“Shirley Temple Black captivated audiences as an actor and her work as a diplomat touched countless lives,” said Bob Iger, who co-chairs the fundraising campaign for the museum. “Her gift to the Academy Museum ensures her work will continue to inspire future generations of film lovers.”
According to the Academy of Motion Picture Arts and Sciences, the museum’s education center will be named the Shirley Temple Education Studio in recognition of the gift.
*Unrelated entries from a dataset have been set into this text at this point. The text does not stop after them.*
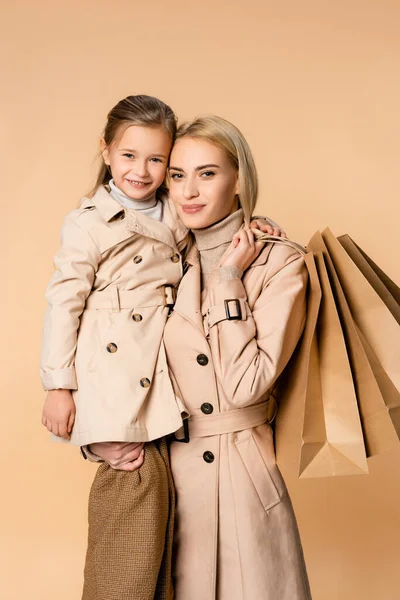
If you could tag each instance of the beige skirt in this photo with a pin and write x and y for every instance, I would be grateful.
(131, 521)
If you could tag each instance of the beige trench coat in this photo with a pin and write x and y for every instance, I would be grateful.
(107, 308)
(236, 533)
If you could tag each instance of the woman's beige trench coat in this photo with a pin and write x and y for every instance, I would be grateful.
(107, 308)
(236, 534)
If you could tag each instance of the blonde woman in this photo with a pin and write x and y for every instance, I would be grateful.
(238, 316)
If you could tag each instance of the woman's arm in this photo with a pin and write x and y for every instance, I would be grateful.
(76, 264)
(250, 353)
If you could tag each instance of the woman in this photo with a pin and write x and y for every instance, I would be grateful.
(237, 319)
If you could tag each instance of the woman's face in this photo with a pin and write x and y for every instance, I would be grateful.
(203, 182)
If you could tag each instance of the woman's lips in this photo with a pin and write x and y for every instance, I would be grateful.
(137, 184)
(192, 208)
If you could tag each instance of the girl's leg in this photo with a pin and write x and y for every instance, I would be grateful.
(130, 531)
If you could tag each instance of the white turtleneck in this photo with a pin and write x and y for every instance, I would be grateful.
(152, 207)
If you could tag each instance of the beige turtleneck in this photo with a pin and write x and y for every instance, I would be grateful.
(213, 241)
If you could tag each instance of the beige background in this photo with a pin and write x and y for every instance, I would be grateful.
(314, 85)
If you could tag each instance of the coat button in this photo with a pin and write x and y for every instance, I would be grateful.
(202, 360)
(208, 456)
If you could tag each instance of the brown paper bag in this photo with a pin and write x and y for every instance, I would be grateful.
(373, 318)
(375, 393)
(318, 429)
(386, 289)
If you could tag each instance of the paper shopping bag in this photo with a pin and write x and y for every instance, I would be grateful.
(318, 429)
(376, 396)
(371, 315)
(386, 289)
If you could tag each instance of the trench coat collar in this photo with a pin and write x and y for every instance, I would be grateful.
(105, 204)
(188, 302)
(170, 231)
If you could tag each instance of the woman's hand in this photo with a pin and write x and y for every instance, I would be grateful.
(265, 227)
(59, 413)
(122, 456)
(244, 250)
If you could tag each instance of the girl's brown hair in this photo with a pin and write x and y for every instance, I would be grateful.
(135, 110)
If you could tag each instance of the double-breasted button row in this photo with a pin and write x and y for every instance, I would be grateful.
(111, 347)
(208, 456)
(202, 360)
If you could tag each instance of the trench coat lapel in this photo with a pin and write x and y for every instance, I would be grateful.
(188, 302)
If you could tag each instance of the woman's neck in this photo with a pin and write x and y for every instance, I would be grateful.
(213, 241)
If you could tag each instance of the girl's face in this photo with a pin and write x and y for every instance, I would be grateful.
(203, 182)
(138, 160)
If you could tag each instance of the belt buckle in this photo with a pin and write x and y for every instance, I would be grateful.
(238, 316)
(169, 296)
(186, 438)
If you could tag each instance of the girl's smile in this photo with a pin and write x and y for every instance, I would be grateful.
(138, 160)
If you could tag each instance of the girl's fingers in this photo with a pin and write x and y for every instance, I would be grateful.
(63, 432)
(134, 464)
(54, 429)
(71, 421)
(235, 240)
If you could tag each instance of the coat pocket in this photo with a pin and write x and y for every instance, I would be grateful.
(258, 472)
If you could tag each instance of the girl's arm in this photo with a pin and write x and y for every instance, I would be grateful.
(251, 352)
(76, 264)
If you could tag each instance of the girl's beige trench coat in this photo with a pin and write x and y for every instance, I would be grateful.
(236, 534)
(107, 308)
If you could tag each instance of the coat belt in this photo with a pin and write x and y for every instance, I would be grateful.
(229, 421)
(115, 299)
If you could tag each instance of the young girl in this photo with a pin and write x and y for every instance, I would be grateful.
(103, 360)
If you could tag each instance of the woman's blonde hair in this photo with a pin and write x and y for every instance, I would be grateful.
(222, 133)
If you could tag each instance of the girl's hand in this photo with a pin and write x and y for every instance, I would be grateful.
(59, 413)
(122, 456)
(244, 250)
(265, 227)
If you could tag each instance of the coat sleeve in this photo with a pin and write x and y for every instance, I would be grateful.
(76, 264)
(250, 353)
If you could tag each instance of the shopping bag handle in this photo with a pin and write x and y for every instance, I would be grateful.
(265, 237)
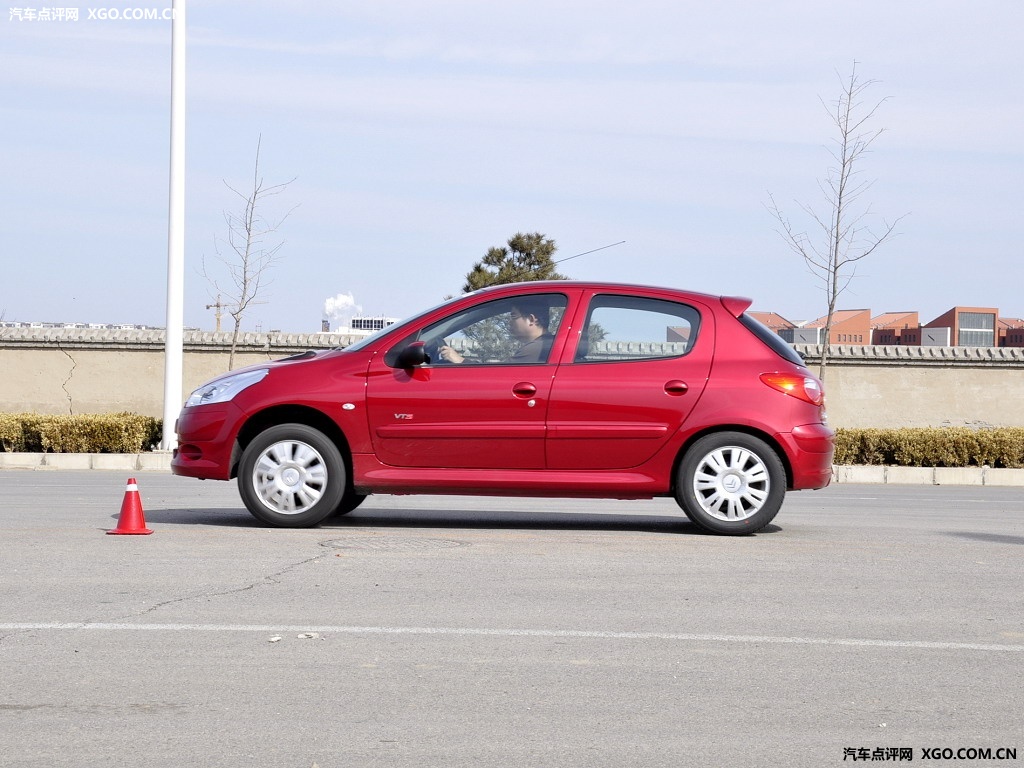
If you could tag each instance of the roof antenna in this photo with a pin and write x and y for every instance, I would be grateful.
(610, 245)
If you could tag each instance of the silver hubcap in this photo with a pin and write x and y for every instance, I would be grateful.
(731, 483)
(290, 477)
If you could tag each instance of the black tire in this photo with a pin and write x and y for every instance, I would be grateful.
(292, 476)
(731, 483)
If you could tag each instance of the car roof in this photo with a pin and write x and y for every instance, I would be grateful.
(593, 285)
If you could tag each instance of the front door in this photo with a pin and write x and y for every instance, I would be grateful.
(638, 371)
(479, 403)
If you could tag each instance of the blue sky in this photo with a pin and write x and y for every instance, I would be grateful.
(421, 134)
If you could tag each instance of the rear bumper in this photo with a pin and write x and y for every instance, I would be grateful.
(811, 448)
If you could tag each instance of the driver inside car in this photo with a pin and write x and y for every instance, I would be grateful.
(528, 323)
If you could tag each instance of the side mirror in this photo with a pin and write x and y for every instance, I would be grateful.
(413, 355)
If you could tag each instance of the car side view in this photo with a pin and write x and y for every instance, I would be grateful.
(538, 389)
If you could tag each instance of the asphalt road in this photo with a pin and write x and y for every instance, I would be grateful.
(425, 631)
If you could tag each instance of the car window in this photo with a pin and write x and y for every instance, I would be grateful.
(511, 331)
(631, 328)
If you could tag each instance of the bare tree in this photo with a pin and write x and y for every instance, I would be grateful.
(249, 256)
(845, 235)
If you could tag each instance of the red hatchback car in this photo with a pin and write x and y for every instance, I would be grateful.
(546, 389)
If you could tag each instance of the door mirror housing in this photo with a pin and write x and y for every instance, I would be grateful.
(413, 356)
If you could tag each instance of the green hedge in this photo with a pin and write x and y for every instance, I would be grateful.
(932, 446)
(90, 433)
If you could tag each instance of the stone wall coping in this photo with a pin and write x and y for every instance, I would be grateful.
(282, 343)
(109, 338)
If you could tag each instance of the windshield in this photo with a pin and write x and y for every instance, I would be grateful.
(395, 327)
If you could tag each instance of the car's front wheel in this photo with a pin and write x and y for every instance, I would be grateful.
(293, 476)
(730, 482)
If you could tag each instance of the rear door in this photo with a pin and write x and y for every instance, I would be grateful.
(638, 369)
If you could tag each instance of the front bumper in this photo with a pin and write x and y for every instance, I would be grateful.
(206, 440)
The studio will provide workshops on moviemaking techniques, while inspiring creativity and critical thinking, according to the Academy.
In addition the financial contribution, the donations also includes memorabilia such as the miniature Oscar statuette she received in 1934, the tap shoes and portable wooden practice steps she received from Bill “Bojangles” Robinson for their stair-dance routing in “The Little Colonel” and her first set-chair from Fox Studios.
“Our mother believed that the Academy Museum project will provide the key to broader public understanding both of the movie industry’s history and of its future,” according to a statement from the Black family. “We are so pleased with the Academy’s naming of the Shirley Temple Education Studio, and again encourage our mother’s many admirers to join us in supporting the museum and its new education studio with a donation honoring her memory.”
The museum is expected to open in 2018 at Wilshire Boulevard and Fairfax Avenue.